December 20, 2011

In a first, college to teach medicos with mannequins

COIMBATORE: A new methodology of using third generation robotic mannequins instead of patients in imparting medical education has come into being at PSG Institute of Medical Science and Research here on Saturday. This is the first in India, according to PSG medical college director Dr Vimal Kumar Govindan.

Addressing media persons here, Govindan said the innovative way of using 3G mannequins to teach medicos on how to treat patients would be accessible to all the 2,000 students of its group institutions from now onwards. The mannequins made of Norwegian technology would respond to medical care as the same way as that of an actual patient, said Govindan.

"The 3G technology will be enough to help students to learn the first lessons on treating patients. They can also get training on emergency procedures starting from injections to many of the serious cardiac and other health issues over the mannequins," he added.

The mannequins are being made in such a way to have practical training on accident care, maternity care and other medical emergency care. The students can conduct the procedures on these models and the teachers could comfortably explain the corrections, without having embarrassing them in front of patients.
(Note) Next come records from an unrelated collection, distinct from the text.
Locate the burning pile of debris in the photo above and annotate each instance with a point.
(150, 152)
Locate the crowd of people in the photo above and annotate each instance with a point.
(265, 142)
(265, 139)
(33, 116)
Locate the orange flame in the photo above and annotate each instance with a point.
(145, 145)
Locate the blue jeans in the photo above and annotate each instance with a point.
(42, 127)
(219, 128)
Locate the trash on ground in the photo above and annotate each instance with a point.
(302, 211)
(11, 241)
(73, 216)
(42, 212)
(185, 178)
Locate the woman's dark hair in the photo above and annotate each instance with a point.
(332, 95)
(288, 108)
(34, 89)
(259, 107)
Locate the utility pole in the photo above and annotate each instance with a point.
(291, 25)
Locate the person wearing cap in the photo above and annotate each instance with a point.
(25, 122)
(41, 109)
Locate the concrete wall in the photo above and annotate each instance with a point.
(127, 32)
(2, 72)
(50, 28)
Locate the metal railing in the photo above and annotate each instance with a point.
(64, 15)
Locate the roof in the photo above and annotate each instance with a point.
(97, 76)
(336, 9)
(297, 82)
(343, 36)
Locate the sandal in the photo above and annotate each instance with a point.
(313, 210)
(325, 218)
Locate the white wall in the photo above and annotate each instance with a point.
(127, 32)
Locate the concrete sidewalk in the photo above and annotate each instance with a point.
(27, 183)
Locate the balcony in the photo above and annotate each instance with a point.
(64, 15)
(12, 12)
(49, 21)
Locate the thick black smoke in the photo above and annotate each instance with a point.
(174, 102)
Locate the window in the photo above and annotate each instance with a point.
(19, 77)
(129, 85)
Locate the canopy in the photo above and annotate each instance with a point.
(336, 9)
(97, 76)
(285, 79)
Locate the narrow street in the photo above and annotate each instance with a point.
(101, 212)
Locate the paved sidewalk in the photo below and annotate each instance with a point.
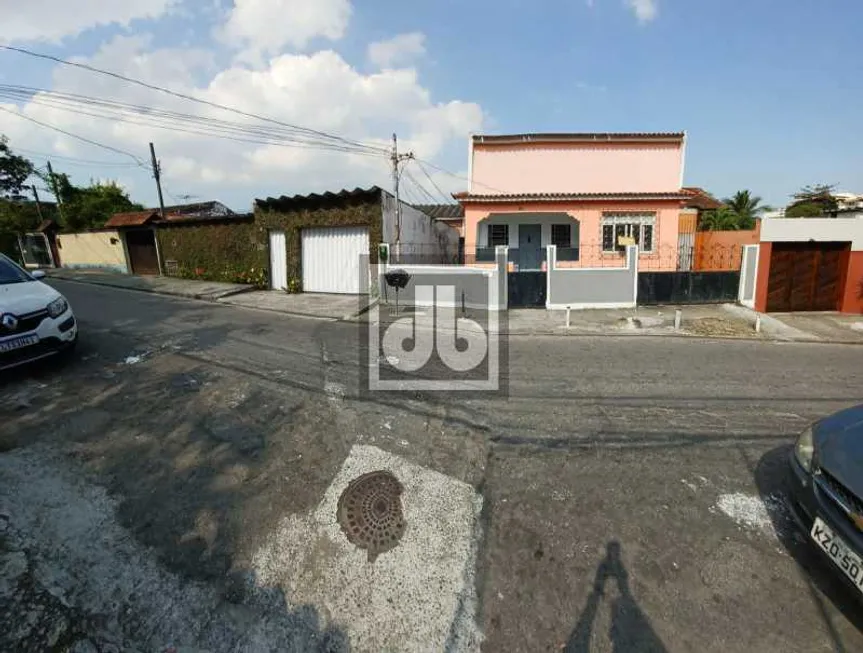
(711, 321)
(318, 305)
(208, 290)
(833, 327)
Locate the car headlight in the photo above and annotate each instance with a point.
(804, 450)
(57, 307)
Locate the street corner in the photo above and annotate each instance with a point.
(672, 546)
(388, 555)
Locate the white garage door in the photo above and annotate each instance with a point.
(331, 258)
(278, 261)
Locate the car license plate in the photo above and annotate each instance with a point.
(17, 343)
(839, 552)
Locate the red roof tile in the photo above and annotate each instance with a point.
(700, 199)
(132, 219)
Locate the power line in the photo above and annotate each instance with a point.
(461, 177)
(191, 98)
(80, 138)
(436, 187)
(162, 119)
(75, 160)
(419, 186)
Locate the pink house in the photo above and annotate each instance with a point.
(591, 195)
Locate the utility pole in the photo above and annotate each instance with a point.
(38, 203)
(156, 175)
(396, 159)
(56, 192)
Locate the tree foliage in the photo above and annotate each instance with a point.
(14, 171)
(738, 213)
(87, 207)
(813, 201)
(747, 207)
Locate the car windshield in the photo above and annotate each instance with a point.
(11, 273)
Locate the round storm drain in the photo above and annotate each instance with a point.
(370, 512)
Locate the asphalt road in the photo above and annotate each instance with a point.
(632, 486)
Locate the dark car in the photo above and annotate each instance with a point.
(827, 489)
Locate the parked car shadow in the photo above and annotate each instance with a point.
(824, 584)
(630, 631)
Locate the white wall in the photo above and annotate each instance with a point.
(777, 230)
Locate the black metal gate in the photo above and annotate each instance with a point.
(687, 287)
(526, 289)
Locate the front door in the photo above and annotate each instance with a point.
(529, 246)
(141, 245)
"The major factor which comes as a relief to both the students as well as the patients is that, the students will not have to learn in front of the patients who definitely feel uncomfortable," said Dr S Ramalingam, the principal of the PSG medical college.

The whole idea according to Dr G Dhanabhagyam, the co-ordinator of the programme, is that they have great expectations on the output as they have methodologies to create and monitor the processes.
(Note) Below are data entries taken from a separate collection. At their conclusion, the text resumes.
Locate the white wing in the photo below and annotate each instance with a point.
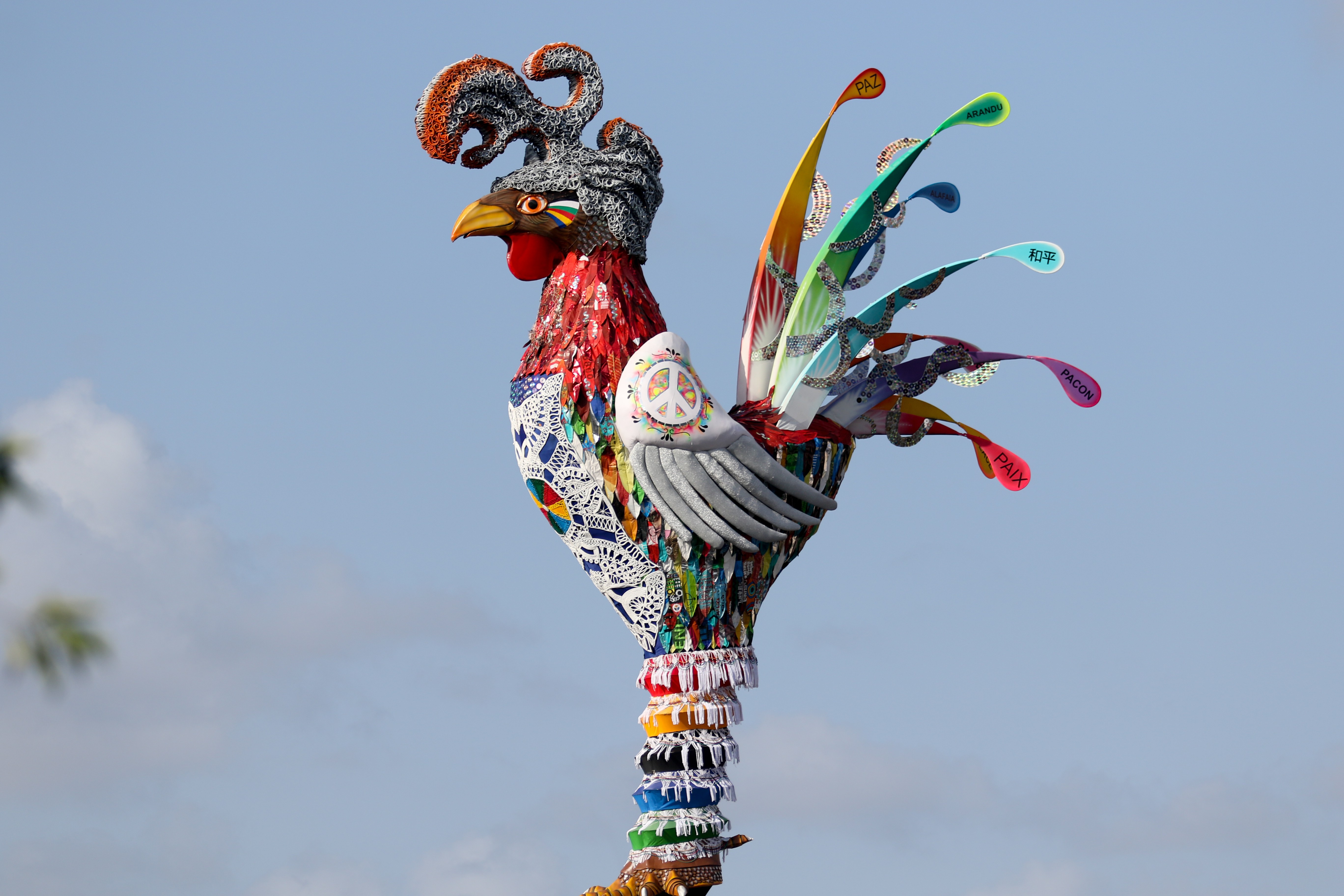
(701, 468)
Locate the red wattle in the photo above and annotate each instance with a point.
(533, 256)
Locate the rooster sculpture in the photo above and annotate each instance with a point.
(682, 511)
"From a nearby room, the faculties will be with the help of computers creating medical situations on the 'patient' models. The students will then have to respond with the right procedure. The monitor kept adjacent to the 'patient' connected with the wires will show the recordings as in actual situations. So students can easily understand the various situations they are into and later easily evaluate them," according to Dr G Dhanabhagyam.

The electronic models are equipped in such a way that 'emergency situations' can be created with the computerized mechanisms prompting students to respond appropriately. Mannequins to teach various usual issues were installed.

"There are models for delivery to all the usual everyday emergencies which a medical professional have to encounter routinely," told Dr P Jayakrishnan, an anesthetist. He accepted that the technology will be limited with many of the routine issues faced by the medicos.